1. Is a slow victory better than a quick defeat?
Western-led intervention in Libya was designed to avert the defeat and feared massacre of regime opponents in the rebel capital of Benghazi. The massacre didn't happen. (Whether it ever would have is a matter of significant debate, though revelations of massacres by government forces in Tripoli bolster the case.) Instead, intervention produced a grinding six-month conflict that still hasn't fully ended. By most accounts, the conflict has taken at least 20,000 lives. At least one National Transitional Committee (NTC) commander estimates that 50,000 Libyans have died. If the sole criterion is whether lives were saved, the operation may have failed. It's at least possible that a quick victory by Qaddafi -- which appeared likely in February -- would have resulted in fewer deaths than the prolonged conflict.
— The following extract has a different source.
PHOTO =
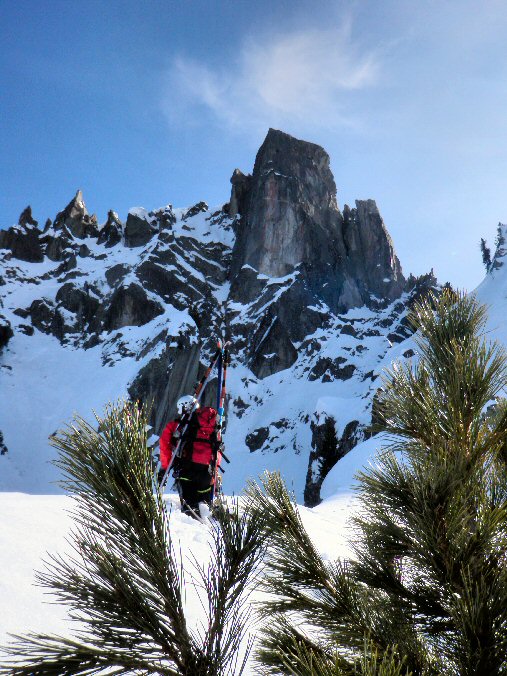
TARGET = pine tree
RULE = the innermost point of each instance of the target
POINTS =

The notion of acquiescing to a brutal crackdown on humanitarian grounds may seem perverse. But humanitarians make that kind of calculation all the time, though not always explicitly. The scale of human suffering in North Korea, for instance, dwarfs that in Libya. Yet no serious observer calls for intervention there, because of the expected cost. In Libya, Western policymakers argued that the balance tilted in favor of action. But particularly if a humanitarian intervention will be limited to air support for local resistance, the expected toll of prolonged fighting must be factored into the calculus.
Unless, that is, the humanitarian calculus is not the most important one. Intervention can support all sorts of other values and goals, including self-determination and self-government. Supporting a rebel group with a just cause might be the right choice even if doing so produces a prolonged and bloody conflict. Taking those other objectives into account, however, requires a debate that goes well beyond a simple humanitarian calculus.